Não há viva alma à esquerda ou à direita do caminho. Só algumas máquinas provando que a Natureza transformou-se em Cultura. Toda a extensão de terra está esquadrinhada por lotes, como se fossem quadros de uma exposição sobre a página generosa de chão vermelho. Pinturas que mostram o mesmo padrão abstrato e monocromático de ocupação de espaços, por onde quer que passem os olhos.
Um trabalho abstrato não inclui pássaros, árvores nativas, rios de água limpa, casas com crianças, nada, mas nada mesmo além da livre expressão da vontade humana de realizar OBRAS.
Mas, também, seu contrário (o que não deixa de ser a mesma coisa). Ou melhor, em um texto ou imagem que, aparentemente nada quer dizer - a não ser mostrar-se enquanto escrita, marca, sinal, testemunho de uma época - tudo pode ser mostrado ao mesmo tempo. Como em uma pintura abstrata que, ao negar a representação, de repente começa a revelar, aqui e ali, uma casa, uma árvore, um rio, uma paisagem, etc.
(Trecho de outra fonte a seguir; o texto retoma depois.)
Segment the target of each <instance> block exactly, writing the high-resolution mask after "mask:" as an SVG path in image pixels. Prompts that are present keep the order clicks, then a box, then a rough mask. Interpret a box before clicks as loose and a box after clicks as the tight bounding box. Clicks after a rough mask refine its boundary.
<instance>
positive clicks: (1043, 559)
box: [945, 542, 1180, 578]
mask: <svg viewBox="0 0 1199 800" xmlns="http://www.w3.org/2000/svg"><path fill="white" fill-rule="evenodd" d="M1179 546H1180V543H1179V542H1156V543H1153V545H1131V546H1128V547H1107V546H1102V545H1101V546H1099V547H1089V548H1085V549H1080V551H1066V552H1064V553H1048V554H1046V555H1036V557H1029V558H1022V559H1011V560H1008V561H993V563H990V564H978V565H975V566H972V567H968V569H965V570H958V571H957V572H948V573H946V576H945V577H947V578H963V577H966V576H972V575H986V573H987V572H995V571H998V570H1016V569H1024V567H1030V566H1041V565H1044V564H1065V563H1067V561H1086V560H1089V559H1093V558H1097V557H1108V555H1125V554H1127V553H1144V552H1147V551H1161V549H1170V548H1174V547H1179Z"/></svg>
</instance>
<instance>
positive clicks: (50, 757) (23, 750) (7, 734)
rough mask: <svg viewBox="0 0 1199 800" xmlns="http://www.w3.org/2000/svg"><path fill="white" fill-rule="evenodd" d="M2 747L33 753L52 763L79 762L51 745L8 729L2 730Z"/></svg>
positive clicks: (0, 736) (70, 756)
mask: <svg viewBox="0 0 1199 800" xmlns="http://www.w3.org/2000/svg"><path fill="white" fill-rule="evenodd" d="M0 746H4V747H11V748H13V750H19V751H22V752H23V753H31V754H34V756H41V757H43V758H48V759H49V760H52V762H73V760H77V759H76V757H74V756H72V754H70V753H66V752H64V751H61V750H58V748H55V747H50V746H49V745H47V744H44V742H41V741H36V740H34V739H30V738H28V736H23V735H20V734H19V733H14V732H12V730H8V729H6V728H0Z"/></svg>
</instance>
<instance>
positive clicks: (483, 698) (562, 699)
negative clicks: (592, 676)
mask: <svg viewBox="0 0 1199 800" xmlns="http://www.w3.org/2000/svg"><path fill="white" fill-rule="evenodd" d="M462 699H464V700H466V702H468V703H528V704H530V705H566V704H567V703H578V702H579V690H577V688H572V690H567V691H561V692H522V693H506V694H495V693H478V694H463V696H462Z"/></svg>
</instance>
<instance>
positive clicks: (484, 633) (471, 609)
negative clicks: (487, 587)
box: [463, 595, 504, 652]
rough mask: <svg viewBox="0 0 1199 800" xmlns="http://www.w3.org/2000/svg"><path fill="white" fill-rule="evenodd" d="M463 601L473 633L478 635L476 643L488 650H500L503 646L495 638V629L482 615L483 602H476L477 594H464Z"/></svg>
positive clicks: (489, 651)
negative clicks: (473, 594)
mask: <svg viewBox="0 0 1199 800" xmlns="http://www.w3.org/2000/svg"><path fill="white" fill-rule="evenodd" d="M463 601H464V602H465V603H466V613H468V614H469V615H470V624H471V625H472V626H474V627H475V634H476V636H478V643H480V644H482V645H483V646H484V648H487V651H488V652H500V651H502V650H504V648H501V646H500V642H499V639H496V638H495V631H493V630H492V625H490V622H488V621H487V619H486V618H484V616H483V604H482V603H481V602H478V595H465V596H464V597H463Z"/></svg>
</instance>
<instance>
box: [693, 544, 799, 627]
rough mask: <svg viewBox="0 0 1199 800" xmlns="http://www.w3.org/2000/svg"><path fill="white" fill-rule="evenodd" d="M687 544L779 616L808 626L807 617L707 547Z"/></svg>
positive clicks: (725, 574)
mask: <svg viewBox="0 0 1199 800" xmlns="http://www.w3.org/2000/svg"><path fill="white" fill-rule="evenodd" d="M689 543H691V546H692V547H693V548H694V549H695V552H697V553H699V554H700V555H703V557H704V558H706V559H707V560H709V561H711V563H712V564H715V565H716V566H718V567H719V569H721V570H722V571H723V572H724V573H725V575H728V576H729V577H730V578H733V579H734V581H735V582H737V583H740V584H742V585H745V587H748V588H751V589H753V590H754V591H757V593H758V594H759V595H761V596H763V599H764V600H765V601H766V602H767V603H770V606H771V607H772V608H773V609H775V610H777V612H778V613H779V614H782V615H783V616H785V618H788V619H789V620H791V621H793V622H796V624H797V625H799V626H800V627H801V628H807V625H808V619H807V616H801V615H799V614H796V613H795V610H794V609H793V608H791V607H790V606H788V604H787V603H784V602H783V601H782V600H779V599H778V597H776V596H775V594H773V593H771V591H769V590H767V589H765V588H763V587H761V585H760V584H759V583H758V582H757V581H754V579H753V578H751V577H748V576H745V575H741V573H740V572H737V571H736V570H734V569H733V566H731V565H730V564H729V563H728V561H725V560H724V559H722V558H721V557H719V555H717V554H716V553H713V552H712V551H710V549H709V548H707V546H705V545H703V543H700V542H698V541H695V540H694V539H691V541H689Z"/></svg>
Veja, por exemplo, uma parede descascada, ou uma mancha de bolor, ou uma imagem microscópica. De repente as imagens começam a aparecer. Quem as desenhou senão seus olhos? É essa a experiência da paisagem que ora se descortina. O que parecia tão longe e distante, se aproxima do ponto de chegada. É possível vislumbrar o fim desse caminho.
Um escriba viajante, que veio tentando capturar o instante na ponta de sua caneta vai colocando ponto final em suas observações, contando com a possibilidade de mostrar uma paisagem onde cada um vê aquilo que quer. No final das contas, cada qual com sua leitura diante de um mesmo cenário visto, lido.
Rubens Pileggi Sá é artista, escreve na Folha de Londrina e publicou o livro Alfabeto Visual.